Gaston Salasiwa

Personal information
- Date of birth: 17 August 1988 (age 37)
- Place of birth: Zaandam, Netherlands
- Height: 1.74 m (5 ft 9 in)
- Positions: Midfielder; left back;

Youth career
- WFC [nl]
- KFC
- Ajax
- AZ

Senior career*
- Years: Team / Apps / (Gls)
- 2008–2010: AZ / 0 / (0)
- 2009–2010: → Telstar (loan) / 24 / (2)
- 2010–2012: Bintang Medan / 28 / (5)
- 2012–2014: Telstar / 36 / (2)
- 2014–2018: Almere City / 122 / (12)
- 2018–2019: Notodden / 40 / (10)
- 2020–2021: MVV / 35 / (1)
- 2021: Den Bosch / 16 / (0)

= Gaston Salasiwa =

Dutch footballer

Gaston Salasiwa (born 17 August 1988) is a Dutch professional footballer who plays as a midfielder.

==Career==
Salasiwa, who is of Indonesian-Moluccan descent, was born in Zaandam and played in his youth for WFC, KFC, Ajax and AZ. In his professional debut on 16 January 2009 for Telstar, Salasiwa scored twice and assisted in the 1–4 away match against Eindhoven. Before his first match at Telstar, Salasiwa had practiced several times with AZ's first team, but had not yet made his competitive debut.
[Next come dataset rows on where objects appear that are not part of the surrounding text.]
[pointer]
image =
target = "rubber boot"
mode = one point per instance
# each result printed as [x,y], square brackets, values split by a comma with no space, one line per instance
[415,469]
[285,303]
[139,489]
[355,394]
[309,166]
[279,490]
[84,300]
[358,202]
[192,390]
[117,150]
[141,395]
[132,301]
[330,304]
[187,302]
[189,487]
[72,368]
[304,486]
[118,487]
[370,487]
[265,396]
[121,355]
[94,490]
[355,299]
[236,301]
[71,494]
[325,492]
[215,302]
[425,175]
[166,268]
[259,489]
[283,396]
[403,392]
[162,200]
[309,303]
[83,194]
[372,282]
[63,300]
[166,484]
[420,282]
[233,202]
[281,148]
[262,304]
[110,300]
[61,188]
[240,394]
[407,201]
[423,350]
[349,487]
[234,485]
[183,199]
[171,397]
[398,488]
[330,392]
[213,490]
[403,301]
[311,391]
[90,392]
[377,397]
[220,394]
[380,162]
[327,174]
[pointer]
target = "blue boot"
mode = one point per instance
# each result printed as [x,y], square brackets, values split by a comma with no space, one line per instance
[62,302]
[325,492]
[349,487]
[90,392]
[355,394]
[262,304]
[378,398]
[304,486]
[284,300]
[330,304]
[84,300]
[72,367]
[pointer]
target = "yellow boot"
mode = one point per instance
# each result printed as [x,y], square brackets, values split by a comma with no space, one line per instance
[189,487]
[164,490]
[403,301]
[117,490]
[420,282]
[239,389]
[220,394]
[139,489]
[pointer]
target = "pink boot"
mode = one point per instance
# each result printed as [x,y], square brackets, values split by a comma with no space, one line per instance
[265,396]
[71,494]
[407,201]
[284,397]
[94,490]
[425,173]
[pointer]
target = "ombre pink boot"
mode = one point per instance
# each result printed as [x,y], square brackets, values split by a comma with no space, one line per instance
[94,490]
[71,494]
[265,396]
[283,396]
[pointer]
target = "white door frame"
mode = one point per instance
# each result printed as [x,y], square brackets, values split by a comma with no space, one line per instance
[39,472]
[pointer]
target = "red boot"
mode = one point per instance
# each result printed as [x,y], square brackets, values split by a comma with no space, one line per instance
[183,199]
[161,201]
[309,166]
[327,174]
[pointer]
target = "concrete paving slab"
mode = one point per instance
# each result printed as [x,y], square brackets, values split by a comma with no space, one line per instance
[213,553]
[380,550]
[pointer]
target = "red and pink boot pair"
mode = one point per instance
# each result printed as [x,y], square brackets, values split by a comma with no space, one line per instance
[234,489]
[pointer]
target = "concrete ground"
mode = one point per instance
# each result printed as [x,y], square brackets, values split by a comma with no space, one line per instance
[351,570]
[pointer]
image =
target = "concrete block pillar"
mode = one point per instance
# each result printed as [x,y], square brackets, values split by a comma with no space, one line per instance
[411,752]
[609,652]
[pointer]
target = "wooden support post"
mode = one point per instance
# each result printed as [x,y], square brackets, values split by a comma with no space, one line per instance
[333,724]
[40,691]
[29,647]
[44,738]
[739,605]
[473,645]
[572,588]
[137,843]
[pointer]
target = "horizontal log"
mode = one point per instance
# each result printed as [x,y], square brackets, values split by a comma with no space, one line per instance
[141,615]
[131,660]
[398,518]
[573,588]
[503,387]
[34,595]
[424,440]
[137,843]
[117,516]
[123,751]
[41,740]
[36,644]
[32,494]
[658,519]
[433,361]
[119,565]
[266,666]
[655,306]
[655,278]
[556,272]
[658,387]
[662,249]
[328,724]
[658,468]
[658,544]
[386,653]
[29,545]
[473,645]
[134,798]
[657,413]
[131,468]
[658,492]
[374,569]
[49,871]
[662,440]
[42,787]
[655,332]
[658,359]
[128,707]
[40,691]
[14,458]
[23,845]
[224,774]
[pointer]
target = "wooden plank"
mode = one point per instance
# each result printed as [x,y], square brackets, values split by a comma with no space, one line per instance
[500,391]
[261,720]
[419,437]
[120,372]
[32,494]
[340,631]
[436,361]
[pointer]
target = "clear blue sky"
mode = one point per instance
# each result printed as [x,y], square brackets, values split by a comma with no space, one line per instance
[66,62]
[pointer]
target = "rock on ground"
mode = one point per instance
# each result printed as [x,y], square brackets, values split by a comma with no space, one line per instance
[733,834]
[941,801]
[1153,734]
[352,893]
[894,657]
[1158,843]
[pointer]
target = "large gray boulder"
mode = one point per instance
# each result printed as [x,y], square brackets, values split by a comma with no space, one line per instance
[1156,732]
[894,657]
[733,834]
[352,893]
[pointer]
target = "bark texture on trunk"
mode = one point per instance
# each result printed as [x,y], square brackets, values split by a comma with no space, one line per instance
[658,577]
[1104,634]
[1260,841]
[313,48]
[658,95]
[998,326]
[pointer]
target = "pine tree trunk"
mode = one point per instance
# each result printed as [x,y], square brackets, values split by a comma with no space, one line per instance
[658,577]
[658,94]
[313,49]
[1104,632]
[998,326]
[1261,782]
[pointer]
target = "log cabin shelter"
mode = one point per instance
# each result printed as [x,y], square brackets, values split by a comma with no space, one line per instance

In the 2010–11 season, Salasiwa left for Bintang Medan in the Liga Primer Indonesia, a club, which, after dissolving in 2011, changed its name to PSMS Medan. After two years in Indonesia, he returned to Telstar. From the 2014–15 season, Salasiwa played for Almere City. In mid-2018, he moved to Notodden in Norway. His contract expired at the end of 2019, making him a free agent. In September 2020 he continued his career at MVV in the second-tier Eerste Divisie.